Behind the broad table in the kitchen sat John Conrad. He was the younger Conrad grown old and gray with anxiety and grief. His clothes were whole, but mended with amazing invention. His body was still powerful and the fire of energy flashed from his eyes. As Conrad entered, he raised a clenched fist and brought it down heavily upon the table, which, solid as it was, shook under the impact. A stranger might have thought that he was reproving the little row of children who sat opposite him on a bench and who watched him with a fixed stare. But John Conrad was a kind father; his excitement did not find its source in anger with his children. Nor were the children frightened. Their stare was one of admiration and awe rather than of fright.
Seeing his father thus, Conrad asked no questions, though a dozen trembled on his lips. He sat quietly down beside the other children and lifted John Frederick to his lap.
When Margareta came in from milking, the family had their supper of black bread and a little weak broth. It was enough to keep life in their bodies, but not very vigorous life. The children scarcely tasted what they ate, so excited were they by their father's appearance, and by the long and solemn prayer with which he prefaced the meal. Presently Elisabeth Albern came for milk for her Eva, Michael Fuhrmann for milk for his Balthasar, and George Reimer, the schoolmaster, for milk for his little sister Salome. For this milk John Conrad took no pay. He was poor, but his neighbors were far poorer; he regarded Liesel neither as the annoying creature which Conrad considered her, nor as the proud princess that she believed herself to be, but as a sacred trust. If it were not for Liesel half of the poor little Gross Anspach babies would not survive the summer. Even John Frederick was beginning to eat the black bread and broth so that younger and more needy babies might have his share of Liesel's milk.
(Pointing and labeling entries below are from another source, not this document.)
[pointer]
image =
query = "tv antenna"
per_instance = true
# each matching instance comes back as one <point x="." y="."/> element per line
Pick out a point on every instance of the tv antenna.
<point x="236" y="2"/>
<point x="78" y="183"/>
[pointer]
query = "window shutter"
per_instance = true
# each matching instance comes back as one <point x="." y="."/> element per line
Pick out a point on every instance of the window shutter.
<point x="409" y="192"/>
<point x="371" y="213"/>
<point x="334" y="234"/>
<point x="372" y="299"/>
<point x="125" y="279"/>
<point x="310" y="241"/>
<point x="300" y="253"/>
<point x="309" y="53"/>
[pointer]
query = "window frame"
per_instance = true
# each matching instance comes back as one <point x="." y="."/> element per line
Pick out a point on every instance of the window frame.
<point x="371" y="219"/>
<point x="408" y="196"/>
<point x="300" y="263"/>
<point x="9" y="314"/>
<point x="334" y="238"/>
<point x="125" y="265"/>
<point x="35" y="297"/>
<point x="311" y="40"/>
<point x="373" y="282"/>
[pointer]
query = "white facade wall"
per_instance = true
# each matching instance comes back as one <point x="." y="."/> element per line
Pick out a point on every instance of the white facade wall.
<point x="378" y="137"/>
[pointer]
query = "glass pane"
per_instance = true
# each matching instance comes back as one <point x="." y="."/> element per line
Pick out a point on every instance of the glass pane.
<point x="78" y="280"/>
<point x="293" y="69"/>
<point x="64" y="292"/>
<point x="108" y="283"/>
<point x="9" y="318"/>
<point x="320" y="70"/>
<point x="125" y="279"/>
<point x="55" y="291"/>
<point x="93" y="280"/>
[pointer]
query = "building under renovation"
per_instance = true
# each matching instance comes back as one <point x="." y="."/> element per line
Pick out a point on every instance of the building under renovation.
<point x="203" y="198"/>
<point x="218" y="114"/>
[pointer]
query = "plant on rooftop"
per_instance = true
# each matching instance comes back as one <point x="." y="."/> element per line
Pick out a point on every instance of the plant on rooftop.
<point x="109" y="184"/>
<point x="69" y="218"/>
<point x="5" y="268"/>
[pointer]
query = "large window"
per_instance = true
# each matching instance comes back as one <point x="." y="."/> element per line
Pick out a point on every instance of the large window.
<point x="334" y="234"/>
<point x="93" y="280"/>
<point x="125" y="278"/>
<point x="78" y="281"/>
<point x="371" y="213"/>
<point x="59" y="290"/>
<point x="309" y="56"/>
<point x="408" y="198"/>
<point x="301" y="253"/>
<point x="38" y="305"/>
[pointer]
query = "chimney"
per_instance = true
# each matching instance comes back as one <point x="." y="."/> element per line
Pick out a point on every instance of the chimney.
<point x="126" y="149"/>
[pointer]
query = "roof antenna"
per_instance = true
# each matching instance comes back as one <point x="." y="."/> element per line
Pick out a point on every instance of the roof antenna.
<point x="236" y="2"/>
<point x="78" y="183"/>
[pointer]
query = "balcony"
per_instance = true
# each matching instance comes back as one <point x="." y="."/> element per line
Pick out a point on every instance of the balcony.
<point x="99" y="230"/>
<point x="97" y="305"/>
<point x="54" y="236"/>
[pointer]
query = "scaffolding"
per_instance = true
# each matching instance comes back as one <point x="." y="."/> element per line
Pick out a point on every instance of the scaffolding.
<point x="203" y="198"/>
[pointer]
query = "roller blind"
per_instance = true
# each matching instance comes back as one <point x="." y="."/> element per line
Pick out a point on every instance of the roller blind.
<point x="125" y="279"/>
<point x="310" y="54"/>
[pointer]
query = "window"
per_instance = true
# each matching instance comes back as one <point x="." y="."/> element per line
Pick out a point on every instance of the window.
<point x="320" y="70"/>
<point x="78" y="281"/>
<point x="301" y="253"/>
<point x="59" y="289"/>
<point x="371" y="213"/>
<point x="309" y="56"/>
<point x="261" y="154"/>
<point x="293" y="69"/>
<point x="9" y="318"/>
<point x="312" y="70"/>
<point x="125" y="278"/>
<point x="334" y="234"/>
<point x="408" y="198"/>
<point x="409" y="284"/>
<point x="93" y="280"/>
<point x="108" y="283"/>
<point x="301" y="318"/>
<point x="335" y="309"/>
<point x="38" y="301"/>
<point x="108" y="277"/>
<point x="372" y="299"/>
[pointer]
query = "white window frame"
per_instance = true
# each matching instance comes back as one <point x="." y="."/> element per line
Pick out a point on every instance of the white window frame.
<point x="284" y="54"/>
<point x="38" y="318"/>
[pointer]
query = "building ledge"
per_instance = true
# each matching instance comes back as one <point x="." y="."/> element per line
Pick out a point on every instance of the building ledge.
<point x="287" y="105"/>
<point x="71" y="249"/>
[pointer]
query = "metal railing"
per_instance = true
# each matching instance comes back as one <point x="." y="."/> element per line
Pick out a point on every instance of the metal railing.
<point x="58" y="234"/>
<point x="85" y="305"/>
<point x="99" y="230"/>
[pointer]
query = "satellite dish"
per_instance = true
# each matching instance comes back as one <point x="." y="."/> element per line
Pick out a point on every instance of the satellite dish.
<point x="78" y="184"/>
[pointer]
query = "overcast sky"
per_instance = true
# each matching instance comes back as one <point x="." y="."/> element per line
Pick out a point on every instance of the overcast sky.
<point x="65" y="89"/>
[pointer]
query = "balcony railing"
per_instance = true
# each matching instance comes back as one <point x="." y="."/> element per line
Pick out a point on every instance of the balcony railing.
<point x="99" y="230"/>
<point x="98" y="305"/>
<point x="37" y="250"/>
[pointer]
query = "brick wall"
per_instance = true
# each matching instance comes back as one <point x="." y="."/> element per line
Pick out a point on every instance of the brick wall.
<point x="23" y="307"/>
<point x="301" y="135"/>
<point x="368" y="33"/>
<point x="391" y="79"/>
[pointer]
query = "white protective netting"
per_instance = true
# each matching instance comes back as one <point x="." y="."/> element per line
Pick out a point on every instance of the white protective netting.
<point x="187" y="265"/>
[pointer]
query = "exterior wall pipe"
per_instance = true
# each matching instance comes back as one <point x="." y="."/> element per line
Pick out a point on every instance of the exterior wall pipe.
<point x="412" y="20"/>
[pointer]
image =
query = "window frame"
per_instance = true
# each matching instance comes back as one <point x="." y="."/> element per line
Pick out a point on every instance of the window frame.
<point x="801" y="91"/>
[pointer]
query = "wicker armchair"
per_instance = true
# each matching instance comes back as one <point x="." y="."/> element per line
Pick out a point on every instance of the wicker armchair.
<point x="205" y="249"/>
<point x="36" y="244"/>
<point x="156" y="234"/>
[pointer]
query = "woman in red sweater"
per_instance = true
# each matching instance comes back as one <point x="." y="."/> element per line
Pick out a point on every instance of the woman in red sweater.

George Reimer spoke to John Conrad in a way which heightened the children's excitement.
"I will be here," said he.
The children nudged one another. Their father was the leader in what poor little affairs Gross Anspach might still be said to have, and he sometimes assembled his neighbors so that they might encourage and console one another.
Such a meeting was now at hand. The older girls washed the bowls and wooden plates and the cooking-pot and put them on the shelf, and carried a sleepy John Frederick and a protesting Barbara from the kitchen and laid them firmly and tenderly in their corner of the family bedroom. When Conrad nodded to little Christopher that he should follow, the older Weiser bade Christopher stay.
"It is important that all my children who can should remember this night."
Before long the village men and a few of the women began to assemble. They came quietly, with only the simplest of greetings, but eye meeting eye said wonderful things.
"John Conrad Weiser, you are our leader and friend."